I am trying a multinode training using this example: https://github.com/pytorch/examples/blob/main/distributed/ddp-tutorial-series/multinode.py . My infrastructure setup is two AWS g4dn.xlarge instances, each with single GPU and I invoked the scripts via torchrun
.
On node 0, the script is invoked as torchrun --nproc-per-node=1 --nnodes=2 --node-rank=0 --rdzv-id=456 --rdzv-backend=c10d --rdzv-endpoint=172.16.130.32:16000 multinode.py 10 5
and on node 1, as torchrun --nproc-per-node=1 --nnodes=2 --node-rank=1 --rdzv-id=456 --rdzv-backend=c10d --rdzv-endpoint=172.16.130.32:16000 multinode.py 10 5
Here, 172.16.130.32
is the private ipv4 address of node0.
When I do the above, I get a error log as
master_addr is only used for static rdzv_backend and when rdzv_endpoint is not specified.
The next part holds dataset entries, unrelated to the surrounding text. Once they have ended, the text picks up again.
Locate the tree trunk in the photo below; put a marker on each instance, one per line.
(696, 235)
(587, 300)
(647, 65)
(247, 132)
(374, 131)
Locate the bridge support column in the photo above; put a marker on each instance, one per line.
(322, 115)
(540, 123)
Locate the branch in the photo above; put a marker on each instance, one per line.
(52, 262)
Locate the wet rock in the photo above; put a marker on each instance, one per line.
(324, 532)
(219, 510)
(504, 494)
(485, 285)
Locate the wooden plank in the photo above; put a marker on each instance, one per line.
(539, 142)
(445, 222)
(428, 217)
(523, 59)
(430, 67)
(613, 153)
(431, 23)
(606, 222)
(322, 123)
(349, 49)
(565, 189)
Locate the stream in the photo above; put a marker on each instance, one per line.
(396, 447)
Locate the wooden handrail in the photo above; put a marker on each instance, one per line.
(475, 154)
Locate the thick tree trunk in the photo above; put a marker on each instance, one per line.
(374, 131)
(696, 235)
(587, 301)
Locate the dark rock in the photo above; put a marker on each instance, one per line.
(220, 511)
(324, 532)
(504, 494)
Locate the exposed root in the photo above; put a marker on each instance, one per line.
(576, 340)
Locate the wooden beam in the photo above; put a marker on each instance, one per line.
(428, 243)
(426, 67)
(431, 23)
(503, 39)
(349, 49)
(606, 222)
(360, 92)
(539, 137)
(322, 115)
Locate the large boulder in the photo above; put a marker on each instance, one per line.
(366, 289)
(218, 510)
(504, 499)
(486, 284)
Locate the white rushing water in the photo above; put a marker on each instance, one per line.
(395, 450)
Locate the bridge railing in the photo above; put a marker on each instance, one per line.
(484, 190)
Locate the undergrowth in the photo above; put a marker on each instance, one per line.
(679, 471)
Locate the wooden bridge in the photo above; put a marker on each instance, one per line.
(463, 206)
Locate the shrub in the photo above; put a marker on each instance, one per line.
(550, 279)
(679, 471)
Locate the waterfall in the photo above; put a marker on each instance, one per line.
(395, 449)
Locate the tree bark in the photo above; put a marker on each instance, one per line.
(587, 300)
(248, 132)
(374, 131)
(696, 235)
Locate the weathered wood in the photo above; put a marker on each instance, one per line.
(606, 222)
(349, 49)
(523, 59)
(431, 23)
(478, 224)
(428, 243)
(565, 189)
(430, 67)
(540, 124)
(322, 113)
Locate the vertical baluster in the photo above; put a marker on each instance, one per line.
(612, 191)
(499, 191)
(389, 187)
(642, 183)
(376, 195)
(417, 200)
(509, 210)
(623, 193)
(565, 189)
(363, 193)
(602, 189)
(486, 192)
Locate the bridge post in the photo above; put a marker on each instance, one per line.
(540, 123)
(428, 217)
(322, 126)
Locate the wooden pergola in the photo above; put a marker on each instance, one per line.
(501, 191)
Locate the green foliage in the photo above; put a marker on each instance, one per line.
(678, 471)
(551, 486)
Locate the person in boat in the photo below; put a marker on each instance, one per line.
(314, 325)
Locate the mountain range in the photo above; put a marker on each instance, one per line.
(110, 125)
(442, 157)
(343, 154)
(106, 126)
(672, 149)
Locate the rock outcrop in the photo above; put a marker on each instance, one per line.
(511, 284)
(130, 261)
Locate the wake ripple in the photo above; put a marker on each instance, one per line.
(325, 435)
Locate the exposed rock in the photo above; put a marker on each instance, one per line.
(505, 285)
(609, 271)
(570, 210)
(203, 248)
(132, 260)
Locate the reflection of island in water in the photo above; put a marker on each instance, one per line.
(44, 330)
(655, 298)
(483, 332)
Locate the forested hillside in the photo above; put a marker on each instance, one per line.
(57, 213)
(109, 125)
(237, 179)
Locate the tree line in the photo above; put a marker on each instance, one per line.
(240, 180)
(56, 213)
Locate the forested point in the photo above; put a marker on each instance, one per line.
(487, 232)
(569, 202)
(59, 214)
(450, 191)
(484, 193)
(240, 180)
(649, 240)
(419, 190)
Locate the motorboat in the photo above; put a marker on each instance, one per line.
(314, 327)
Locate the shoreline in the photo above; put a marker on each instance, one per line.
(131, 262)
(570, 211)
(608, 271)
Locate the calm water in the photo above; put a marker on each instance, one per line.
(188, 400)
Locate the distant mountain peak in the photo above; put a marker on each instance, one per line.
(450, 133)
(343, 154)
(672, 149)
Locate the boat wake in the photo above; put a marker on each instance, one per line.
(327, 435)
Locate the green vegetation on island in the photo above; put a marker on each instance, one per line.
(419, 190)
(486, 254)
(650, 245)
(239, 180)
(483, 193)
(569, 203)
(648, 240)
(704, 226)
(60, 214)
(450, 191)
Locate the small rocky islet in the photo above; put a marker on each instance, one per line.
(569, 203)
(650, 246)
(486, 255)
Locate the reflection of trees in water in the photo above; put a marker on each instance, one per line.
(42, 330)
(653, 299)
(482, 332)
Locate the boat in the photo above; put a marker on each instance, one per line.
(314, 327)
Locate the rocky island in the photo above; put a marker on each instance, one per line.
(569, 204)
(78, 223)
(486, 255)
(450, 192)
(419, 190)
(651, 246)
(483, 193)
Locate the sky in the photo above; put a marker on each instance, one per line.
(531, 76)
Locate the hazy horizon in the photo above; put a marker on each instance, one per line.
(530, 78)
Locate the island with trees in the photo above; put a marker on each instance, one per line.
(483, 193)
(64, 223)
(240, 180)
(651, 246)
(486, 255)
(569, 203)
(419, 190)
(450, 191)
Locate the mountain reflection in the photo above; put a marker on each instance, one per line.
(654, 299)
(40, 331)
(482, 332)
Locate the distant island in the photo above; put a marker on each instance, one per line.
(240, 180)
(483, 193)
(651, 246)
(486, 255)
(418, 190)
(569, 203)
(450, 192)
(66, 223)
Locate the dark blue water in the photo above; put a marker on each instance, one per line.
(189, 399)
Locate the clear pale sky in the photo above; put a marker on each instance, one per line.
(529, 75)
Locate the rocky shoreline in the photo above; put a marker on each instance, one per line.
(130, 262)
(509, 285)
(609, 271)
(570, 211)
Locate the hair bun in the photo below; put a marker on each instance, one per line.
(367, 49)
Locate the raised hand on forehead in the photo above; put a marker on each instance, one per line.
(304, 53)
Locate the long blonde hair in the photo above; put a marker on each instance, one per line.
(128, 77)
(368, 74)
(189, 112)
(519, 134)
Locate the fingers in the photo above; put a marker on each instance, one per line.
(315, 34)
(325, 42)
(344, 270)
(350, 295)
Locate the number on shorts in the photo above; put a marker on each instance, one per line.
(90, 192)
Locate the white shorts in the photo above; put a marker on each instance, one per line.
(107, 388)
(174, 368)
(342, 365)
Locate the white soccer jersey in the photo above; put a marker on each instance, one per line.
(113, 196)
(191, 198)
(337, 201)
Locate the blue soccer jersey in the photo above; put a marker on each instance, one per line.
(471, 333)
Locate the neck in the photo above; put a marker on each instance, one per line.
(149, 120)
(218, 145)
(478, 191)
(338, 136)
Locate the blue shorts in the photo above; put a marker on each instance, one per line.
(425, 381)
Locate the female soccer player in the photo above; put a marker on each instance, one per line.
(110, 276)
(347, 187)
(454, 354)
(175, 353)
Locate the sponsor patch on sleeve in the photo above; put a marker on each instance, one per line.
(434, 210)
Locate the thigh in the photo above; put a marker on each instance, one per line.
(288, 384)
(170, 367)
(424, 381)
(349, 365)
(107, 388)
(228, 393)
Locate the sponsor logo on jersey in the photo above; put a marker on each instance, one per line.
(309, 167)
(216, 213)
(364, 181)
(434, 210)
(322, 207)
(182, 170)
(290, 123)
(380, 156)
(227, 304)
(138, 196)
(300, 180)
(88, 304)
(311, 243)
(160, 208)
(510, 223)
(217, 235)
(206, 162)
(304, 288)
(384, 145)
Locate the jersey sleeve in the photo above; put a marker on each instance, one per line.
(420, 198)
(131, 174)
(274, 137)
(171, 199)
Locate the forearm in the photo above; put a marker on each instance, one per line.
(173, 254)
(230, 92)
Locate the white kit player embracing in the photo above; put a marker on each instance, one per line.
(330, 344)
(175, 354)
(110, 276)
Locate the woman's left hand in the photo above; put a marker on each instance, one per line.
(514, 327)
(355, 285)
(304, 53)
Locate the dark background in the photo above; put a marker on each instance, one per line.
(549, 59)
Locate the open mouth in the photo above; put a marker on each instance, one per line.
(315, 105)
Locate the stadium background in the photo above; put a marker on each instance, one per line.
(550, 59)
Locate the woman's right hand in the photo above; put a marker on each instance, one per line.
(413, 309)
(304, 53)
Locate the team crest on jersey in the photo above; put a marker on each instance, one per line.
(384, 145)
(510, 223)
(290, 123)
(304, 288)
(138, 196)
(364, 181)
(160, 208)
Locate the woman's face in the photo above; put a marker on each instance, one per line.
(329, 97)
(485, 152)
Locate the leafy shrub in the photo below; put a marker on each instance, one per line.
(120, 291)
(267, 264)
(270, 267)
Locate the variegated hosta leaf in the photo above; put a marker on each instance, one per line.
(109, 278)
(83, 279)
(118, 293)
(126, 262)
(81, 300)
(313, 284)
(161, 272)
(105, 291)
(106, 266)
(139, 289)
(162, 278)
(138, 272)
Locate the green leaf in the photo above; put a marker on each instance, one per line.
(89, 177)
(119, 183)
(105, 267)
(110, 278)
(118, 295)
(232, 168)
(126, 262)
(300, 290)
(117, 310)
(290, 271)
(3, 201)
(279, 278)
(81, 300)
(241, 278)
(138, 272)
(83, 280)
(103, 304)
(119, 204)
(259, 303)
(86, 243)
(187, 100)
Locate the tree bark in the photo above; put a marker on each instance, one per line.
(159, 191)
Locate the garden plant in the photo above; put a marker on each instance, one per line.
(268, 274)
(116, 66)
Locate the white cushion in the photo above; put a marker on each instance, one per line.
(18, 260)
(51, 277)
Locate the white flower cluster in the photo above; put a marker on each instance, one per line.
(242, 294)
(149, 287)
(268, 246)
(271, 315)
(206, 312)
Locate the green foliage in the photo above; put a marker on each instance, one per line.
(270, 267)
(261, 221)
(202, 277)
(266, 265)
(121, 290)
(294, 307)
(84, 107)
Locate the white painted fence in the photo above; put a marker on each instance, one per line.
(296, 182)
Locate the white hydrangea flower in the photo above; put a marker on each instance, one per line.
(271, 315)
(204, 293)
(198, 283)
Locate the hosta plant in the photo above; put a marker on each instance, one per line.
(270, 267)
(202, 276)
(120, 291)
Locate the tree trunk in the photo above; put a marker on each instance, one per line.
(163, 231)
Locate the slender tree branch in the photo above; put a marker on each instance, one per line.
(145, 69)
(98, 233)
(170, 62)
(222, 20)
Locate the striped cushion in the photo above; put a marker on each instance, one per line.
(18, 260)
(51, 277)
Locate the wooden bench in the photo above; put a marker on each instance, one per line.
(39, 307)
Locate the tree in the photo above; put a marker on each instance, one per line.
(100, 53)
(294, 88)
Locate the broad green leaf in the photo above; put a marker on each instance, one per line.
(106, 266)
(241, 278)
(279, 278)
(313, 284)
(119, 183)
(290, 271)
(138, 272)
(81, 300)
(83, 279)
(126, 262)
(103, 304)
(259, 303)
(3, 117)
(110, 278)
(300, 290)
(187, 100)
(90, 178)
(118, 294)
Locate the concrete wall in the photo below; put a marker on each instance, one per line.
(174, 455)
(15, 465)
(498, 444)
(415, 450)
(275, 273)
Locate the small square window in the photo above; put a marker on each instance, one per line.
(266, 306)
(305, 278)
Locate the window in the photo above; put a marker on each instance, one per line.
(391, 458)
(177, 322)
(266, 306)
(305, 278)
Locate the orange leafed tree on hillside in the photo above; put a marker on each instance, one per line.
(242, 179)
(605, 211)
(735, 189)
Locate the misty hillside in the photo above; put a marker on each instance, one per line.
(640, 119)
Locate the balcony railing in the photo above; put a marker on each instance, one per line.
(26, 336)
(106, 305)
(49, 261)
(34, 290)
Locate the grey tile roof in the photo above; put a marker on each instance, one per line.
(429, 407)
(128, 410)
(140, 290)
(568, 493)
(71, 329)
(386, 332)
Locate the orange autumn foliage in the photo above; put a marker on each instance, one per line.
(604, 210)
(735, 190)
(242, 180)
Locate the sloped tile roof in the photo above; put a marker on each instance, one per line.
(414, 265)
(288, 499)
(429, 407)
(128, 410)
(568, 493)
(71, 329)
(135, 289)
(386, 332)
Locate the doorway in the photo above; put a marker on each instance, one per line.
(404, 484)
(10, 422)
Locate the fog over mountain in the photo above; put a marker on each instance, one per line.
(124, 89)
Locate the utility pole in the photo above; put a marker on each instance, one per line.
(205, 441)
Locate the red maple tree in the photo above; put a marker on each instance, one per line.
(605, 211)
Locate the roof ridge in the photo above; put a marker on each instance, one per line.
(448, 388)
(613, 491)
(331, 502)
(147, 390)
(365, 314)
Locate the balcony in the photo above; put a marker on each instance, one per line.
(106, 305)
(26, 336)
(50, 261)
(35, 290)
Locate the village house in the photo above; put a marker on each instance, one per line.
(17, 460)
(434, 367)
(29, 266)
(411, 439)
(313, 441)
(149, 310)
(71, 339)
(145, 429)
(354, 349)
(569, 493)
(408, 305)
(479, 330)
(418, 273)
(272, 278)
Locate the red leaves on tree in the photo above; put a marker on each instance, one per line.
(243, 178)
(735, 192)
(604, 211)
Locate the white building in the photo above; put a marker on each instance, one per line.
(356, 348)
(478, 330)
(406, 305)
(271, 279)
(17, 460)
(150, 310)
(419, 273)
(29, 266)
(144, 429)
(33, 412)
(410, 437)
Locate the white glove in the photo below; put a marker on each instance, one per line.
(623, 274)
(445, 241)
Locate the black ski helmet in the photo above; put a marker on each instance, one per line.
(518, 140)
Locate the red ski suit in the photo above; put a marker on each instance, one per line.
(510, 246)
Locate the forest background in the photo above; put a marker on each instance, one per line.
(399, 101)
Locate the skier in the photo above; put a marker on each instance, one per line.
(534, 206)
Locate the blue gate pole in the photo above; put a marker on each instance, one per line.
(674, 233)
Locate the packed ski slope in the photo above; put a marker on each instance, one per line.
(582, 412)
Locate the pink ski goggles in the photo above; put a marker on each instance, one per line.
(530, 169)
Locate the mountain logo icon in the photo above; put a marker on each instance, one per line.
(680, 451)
[W socket.cpp:601] [c10d] The IPv6 network addresses of (ip-172-16-130-220, 52737) cannot be retrieved (gai error: -3 - Temporary failure in name resolution).
[W socket.cpp:601] [c10d] The IPv6 network addresses of (ip-172-16-130-220, 52737) cannot be retrieved (gai error: -3 - Temporary failure in name resolution).
in node 0.
172.16.130.220
is the private ipv4 of node 2.
Any hints on resolving it will be helpful.